La tête du cortège funèbre arrivait au cimetière, que la queue n’avait pas quitté le domicile. Le cortège était d’abord une suite de débris humains, boiteux, culs-de-jatte, tuberculeux toussant, jaunes victimes de la malaria, de la fièvre jaune, victimes de médicaments à effets secondaires indésirables, handicapés autonomes en petite voiture, tétraplégiques poussés en petite voiture par des étudiantes, comateux sur brancards, tous ces détritus, classés dans le cortège par catégorie ; les suivaient les amateurs, auto-payés de la charité et de l’humanitaire, Sœurs des Pauvres, Dames de charité, représentants de Médecins du Monde, de la Croix-Rouge, du Secours Catholique, du Secours Populaire, des Frères d’Emmaüs, des Restaurants du Cœur, et d’ONG en nombre incalculable ; venaient enfin les vrais professionnels de la charité, qui ont pignon sur rue, Vicaires et Curés, (lesquels étaient à pied), Chapitre de la Cathédrale au grand complet (en autocar), et pour finir le Cardinal Archevêque de « ÇaneRISPAStouslesjours » (assis sur le confortable fauteuil en cuir de sa limousine décapotable, avec une jolie et fraîche religieuse en cornette blanche au volant).

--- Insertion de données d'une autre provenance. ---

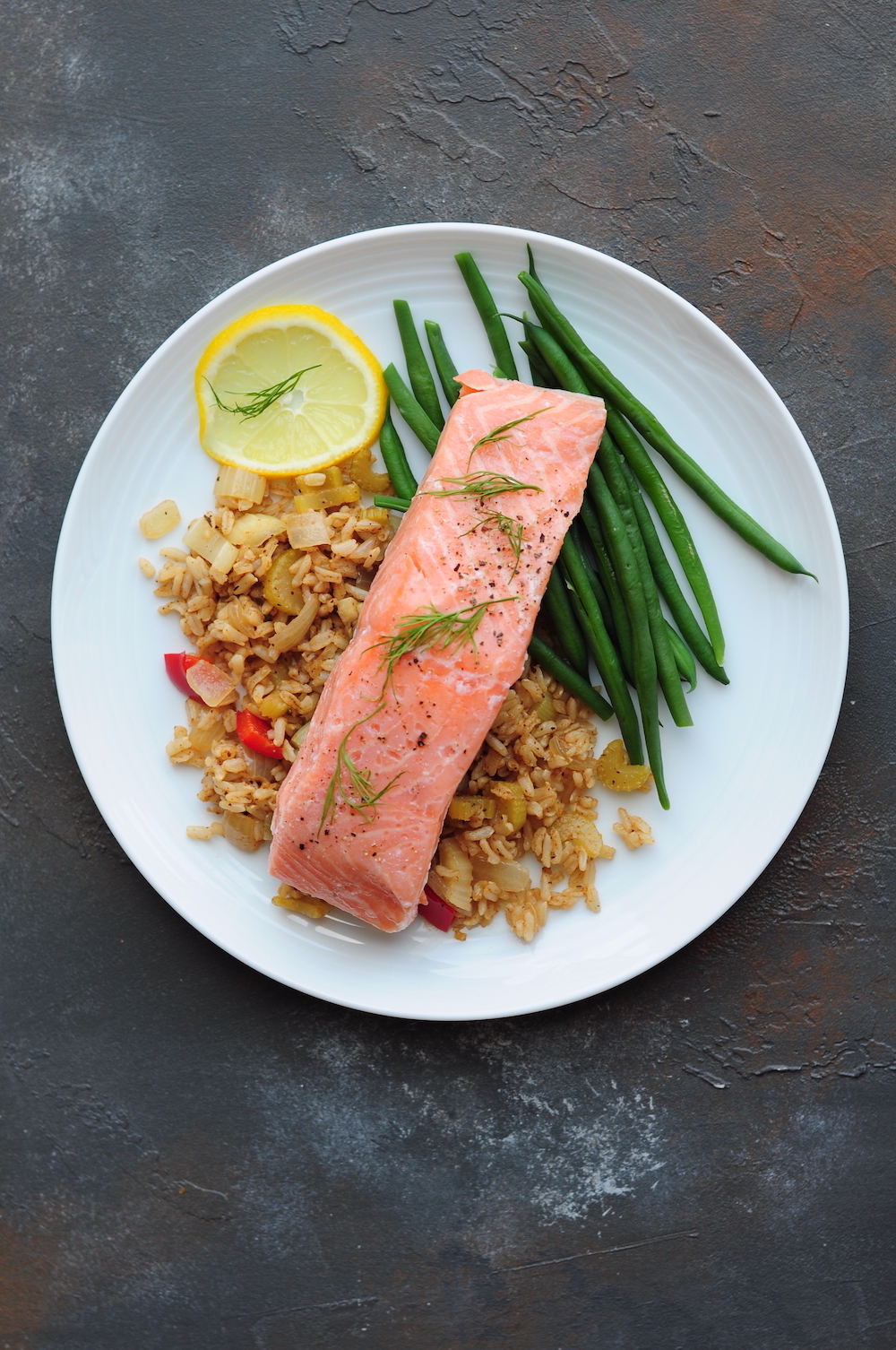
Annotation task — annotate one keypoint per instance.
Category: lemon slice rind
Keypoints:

De mémoire d’homme, on n’avait jamais vu dans l’Île Bienheureuse un cortège funèbre aussi long.
Fignon Père a d’ailleurs tellement aimé les miséreux, qu’aimant sa femme et son fils par-dessus tout, il en a fait deux miséreux : en effet, à sa mort, il ne leur a pas laissé un sou.
*
Ce serait un crime, avec véhémence dénoncé par l’Association Féministe La Femme est le Premier Homme, que d’oublier Fignon mère : elle a existé pour Fignon, autant que Fignon père, sinon davantage, puisqu’elle a survécu à son mari d’une trentaine d’années.
Pour payer les dettes de son mari et lui survivre, elle a dû vendre la maison, puis le jardin attenant, se réservant le garage, qui était un conteneur métallique de récupération, et qui a été leur domicile à tous deux, et après son décès, le domicile de son fils.
Ce réduit, qui était sans eau ni électricité, et que Fignon appelait LaCaisse, était si court et si étroit, que Fignon et sa mère d’abord, puis Fignon seul ensuite, n’avait jamais pu y loger plus qu’un matelas de 90.
Depuis le décès de sa mère, c’est là que vivait Fignon, solitaire — ou presque, puisqu’il avait dans sa forêt privée, au-dessus de sa tête, pour compagnie, nombre de ces petits animaux domestiques, comme j’ai dit plus haut.
*
La vérité m’oblige à dire que Fignon fils n’avait pas été du tout malheureux du décès précoce de son père, au contraire. Il savait que son père l’aurait forcé à faire de longues et pénibles études pour exercer une profession ayant pignon sur rue. Or il abhorrait les longues et pénibles études, et partant, il abhorrait les professions ayant pignon sur rue.